18Autrement dit, si aucune forme d’aménagement ne peut empêcher les plus riches des centres urbains de consommer beaucoup d’énergie, l’aménagement du territoire ne doit-il pas d’abord contribuer à prémunir les plus modestes contre l’impossibilité de réaliser leurs programmes d’activités au sein des villes et régions urbaines ? Si l’on suit ce raisonnement, il apparaît que l’aménagement du territoire participe moins à une réduction directe des émissions de gaz à effet de serre, parce que ses effets seront modestes et ne se manifesteront qu’à long terme, qu’à l’acceptabilité sociale de la transition énergétique. En ce sens, l’articulation entre urbanisme et transport a surtout un rôle « assurantiel » : il ne garantit pas un changement des pratiques, mais la possibilité d’un changement.

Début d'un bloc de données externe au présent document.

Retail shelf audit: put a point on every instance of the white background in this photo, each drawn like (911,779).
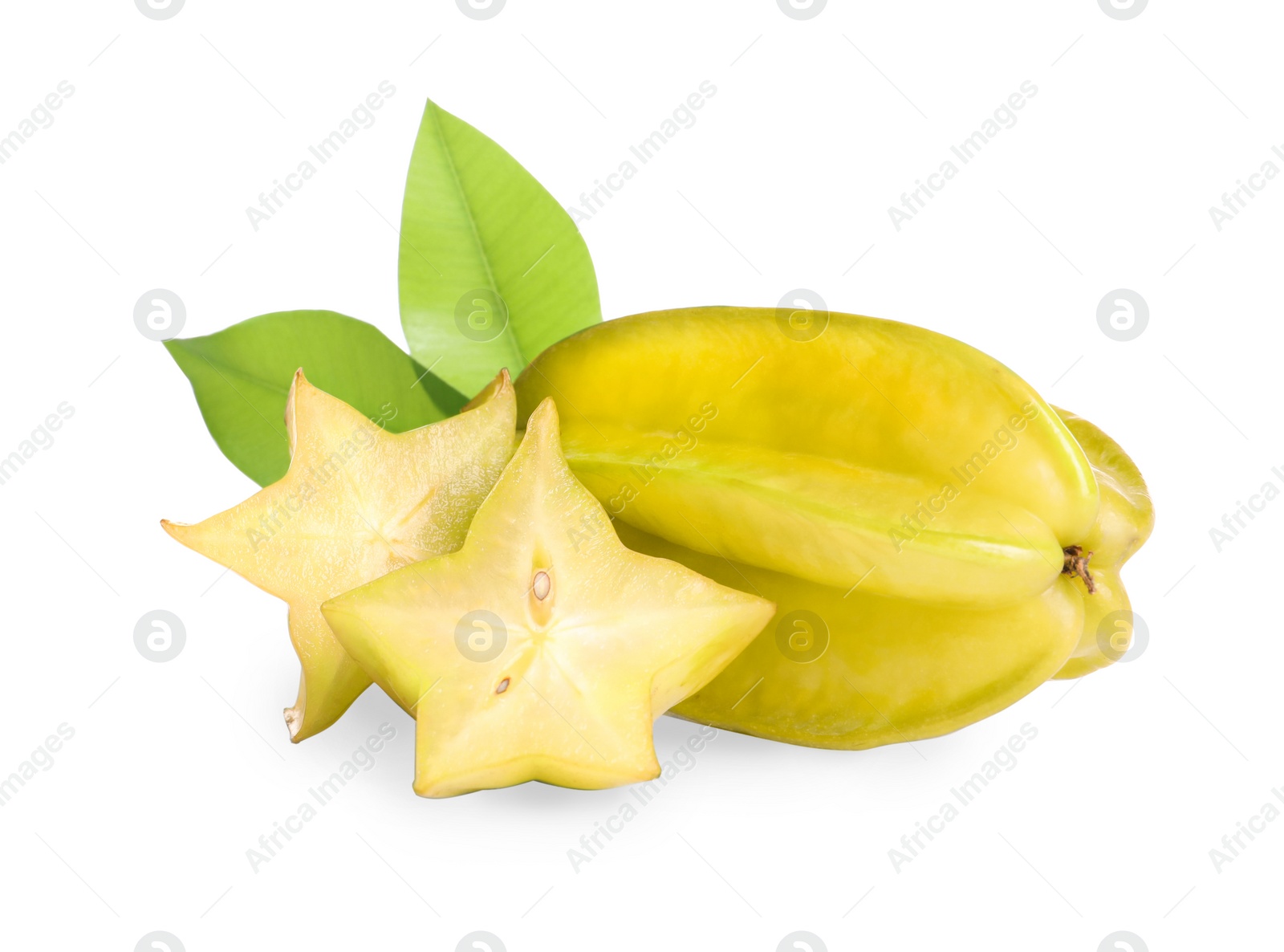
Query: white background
(144,820)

D’ailleurs, les ménages ne s’y trompent pas : ceux qui habitent près d’une gare n’utilisent pas toujours davantage le train (Nguyen-Luong, Courel, Pretari, 2007), les investisseurs immobiliers qui privilégient les quartiers de gares savent que les utilisateurs des bureaux utilisent peu le train dans les villes moyennes (Delage, 2013). Mais tous savent que la gare est une assurance en cas d’impossibilité d’utiliser une voiture…
Notes de bas de page
2 Cette idée est néanmoins vigoureusement discutée par Sébastien Munafò dans sa thèse (Munafò, 2015). Il montre que les mobilités de loisirs ne se résument pas à la recherche de nature et de plein air. De nombreux loisirs « compactophiles », selon les termes de l’auteur, comme les rencontres et promenades urbaines, la fréquentation des musées et autres lieux culturels, existent également. De plus, pour Sébastien Munafò, l’idée de « compensation » part de l’a priori que les citadins sont des victimes de leur localisation et oublie de considérer les aspirations et préférences propres à leur mode de vie, notamment en termes de loisir.